Impress your guests with this absolutely decadent dessert. What can go wrong, Chocolate Almond, Espresso & Armaretto, OMG!!
40gm Brown Sugar
½ Egg
25gm Butter
100gm Flour
25gm Ground Almond
2gm Baking Powder
1gm Salt
15gm Cocoa Powder
15gm Instant Coffee
2gm Vanilla Essence
40gm Small Batch Chocolate Almond Butter
60gm Milk
80gm Caster Sugar
15gm Cocoa Powder
50ml Amaretto Shot
30ml Espresso Shot
220ml Hot Water
Cream Egg & Sugar, add cooled melted butter. Sieve together Flour, Ground Almond, Baking Powder, Salt, Instant Coffee & 1st Cocoa. Add alternately with Milk, Vanilla & Small Batch Chocolate Almond Butter. Portion 60 grams batter loosely into buttered & floured molds (Dariole), don't press down.

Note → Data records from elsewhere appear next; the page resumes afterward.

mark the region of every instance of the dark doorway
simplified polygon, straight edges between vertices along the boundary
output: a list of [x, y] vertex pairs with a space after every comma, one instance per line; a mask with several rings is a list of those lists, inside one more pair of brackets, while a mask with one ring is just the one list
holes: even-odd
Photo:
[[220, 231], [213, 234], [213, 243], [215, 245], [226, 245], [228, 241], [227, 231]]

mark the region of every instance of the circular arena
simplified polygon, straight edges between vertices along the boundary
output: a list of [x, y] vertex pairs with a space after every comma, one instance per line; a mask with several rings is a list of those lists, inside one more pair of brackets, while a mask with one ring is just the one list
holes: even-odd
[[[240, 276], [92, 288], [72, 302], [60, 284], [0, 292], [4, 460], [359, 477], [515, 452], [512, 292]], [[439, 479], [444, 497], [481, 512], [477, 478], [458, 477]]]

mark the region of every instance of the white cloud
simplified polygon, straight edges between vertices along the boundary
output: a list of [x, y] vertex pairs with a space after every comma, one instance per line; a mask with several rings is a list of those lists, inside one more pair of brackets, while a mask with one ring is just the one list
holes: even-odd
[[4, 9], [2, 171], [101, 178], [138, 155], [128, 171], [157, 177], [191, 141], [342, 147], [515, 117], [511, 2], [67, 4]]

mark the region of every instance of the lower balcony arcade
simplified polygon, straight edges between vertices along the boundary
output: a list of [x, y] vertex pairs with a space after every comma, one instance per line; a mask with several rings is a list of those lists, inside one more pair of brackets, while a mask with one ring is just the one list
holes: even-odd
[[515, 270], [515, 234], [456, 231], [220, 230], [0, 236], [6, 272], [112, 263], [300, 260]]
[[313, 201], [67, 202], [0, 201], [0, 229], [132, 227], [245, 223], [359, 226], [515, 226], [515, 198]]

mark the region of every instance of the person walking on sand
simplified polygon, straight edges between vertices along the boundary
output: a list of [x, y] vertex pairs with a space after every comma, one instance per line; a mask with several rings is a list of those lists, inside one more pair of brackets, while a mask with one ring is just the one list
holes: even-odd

Sprinkle remaining sugar/cocoa on top. Mix Espresso Shot, hot water and Amaretto and pour 50grams over each pudding.
Bake at 160c for 20 minutes. Watch, if sauce starts to boil over sides open the oven to cool and drop temperature to 140c for remaining cooking time. Pudding should turn out easily with sauce flowing over the top. Serve with quality ice-cream and berries.